Today Kay and I settled in Pretoria and embarked on the mundane tasks of grocery shopping and sorting the wireless Internet connection. Our place is in the Pretoria suburb of Queenswood, promoted as quiet, centrally located, and safe (“where kids still play on the street”). It is a largely Afrikaans neighborhood and this morning at breakfast I saw for the first time all Afrikaaners in one place speaking only Afrikaans.
A few miles away is Pretoria’s city center where private houses, walls and fences give way to the hustle and bustle of life in the city. There, predominately black South Africans and many foreigners jostle for space with traffic, tables piled with goods for sale, and each other. Tonight we drove through the claustrophobic throngs of people rushing to get home after work, doing last minute shopping and lining up the streets waiting for kombi transportation. Just beyond them, we saw in the abandoned fields and around dilapidated buildings dozens of people gathered, some making fire, some tending to makeshift tables, but most just passing time.

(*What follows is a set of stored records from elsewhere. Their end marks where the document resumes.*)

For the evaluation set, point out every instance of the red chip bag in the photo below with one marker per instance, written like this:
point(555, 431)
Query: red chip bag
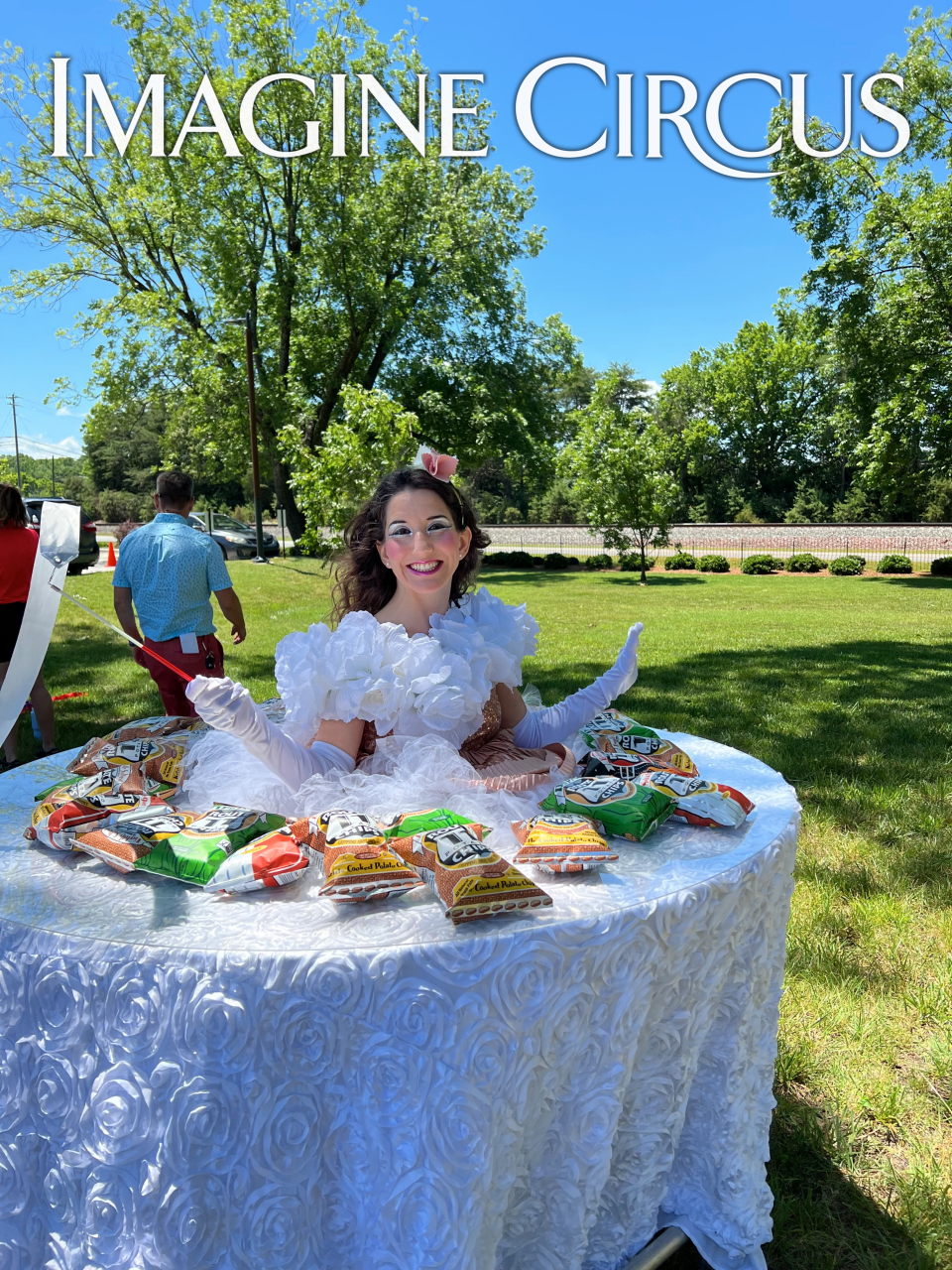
point(272, 860)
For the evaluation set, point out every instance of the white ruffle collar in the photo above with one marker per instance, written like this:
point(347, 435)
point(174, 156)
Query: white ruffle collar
point(412, 685)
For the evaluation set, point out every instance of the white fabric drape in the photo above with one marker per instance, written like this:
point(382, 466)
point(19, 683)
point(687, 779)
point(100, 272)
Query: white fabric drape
point(188, 1080)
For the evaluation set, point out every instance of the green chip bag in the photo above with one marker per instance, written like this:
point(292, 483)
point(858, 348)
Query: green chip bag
point(194, 853)
point(409, 824)
point(612, 722)
point(625, 810)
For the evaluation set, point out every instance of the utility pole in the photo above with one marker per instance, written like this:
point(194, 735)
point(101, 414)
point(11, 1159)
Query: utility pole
point(16, 439)
point(253, 431)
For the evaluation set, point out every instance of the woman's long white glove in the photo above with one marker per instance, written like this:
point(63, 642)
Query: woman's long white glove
point(555, 722)
point(230, 707)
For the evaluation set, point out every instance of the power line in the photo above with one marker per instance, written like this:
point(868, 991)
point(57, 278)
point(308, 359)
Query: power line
point(59, 451)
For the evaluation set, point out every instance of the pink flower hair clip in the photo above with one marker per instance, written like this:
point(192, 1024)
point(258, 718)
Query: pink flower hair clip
point(442, 466)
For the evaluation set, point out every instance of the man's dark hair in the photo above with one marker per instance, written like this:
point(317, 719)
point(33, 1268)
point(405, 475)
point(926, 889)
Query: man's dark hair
point(175, 488)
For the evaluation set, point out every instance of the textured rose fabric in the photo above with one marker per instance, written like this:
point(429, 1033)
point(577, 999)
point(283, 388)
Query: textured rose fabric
point(266, 1080)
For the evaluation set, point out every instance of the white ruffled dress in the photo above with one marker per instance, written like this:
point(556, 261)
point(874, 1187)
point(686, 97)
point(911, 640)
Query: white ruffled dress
point(431, 734)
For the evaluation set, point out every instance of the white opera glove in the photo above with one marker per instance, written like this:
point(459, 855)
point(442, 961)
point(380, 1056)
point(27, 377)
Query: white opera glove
point(230, 707)
point(555, 722)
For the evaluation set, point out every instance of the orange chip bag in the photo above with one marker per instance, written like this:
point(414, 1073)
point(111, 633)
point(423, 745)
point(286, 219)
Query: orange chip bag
point(272, 860)
point(357, 862)
point(470, 880)
point(159, 760)
point(132, 834)
point(58, 824)
point(560, 843)
point(699, 802)
point(311, 830)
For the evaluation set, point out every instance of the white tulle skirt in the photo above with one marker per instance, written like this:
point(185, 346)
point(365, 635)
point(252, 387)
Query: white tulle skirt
point(403, 775)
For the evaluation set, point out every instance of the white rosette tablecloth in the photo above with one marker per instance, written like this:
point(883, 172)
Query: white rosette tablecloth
point(191, 1082)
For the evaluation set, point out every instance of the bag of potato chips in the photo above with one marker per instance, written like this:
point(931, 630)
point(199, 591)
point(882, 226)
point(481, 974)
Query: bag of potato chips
point(560, 843)
point(626, 810)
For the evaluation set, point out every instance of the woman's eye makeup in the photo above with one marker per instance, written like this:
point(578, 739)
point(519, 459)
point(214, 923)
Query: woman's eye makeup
point(404, 531)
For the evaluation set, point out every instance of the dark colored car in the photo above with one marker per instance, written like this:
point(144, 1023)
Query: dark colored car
point(89, 548)
point(235, 539)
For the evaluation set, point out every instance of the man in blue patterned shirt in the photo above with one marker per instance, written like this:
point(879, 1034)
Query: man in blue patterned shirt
point(168, 572)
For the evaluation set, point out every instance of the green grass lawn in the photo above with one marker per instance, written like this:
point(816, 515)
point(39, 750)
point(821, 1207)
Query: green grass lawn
point(844, 685)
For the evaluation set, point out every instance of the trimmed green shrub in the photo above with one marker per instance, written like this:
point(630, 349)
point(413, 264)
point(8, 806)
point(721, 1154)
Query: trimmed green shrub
point(847, 567)
point(714, 563)
point(633, 563)
point(895, 563)
point(680, 561)
point(805, 562)
point(762, 563)
point(509, 561)
point(495, 561)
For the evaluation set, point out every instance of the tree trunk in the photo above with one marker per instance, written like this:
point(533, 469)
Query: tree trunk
point(294, 516)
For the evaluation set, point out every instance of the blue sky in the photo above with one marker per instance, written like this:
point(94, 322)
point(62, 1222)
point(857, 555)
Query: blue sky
point(645, 259)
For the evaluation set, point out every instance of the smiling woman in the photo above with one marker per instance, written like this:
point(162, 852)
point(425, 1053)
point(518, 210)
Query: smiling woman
point(416, 684)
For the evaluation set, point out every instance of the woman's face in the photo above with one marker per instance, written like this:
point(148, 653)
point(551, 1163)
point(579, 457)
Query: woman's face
point(420, 541)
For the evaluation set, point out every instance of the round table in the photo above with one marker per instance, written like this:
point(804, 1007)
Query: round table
point(195, 1082)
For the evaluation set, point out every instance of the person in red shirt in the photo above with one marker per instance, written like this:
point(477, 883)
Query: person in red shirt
point(18, 549)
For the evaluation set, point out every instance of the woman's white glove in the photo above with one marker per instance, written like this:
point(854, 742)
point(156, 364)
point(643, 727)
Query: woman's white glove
point(230, 707)
point(555, 722)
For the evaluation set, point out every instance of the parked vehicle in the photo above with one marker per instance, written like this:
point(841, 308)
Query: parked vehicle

As we drove past, I wondered who among them were foreigners. Who were the refugees, the immigrants, the illegals? Who were these people in the field behind the National Library of South Africa making stone age fire?
Earlier in day we learned that in these parts there is a derogatory slang word for foreigners: “makwerekwere.” Derived from the Sotho language, it is used laughingly to describe black foreigners from other parts of Africa.
But how does one know who is a foreigner? And why is it that being a foreigner so bad? I am reminded of the poster that the United Nations High Commissioner for Refugees put out few years ago showing rows of people and asking of viewers to identify the ones that are refugees. So tomorrow we set out to find makwerekwere.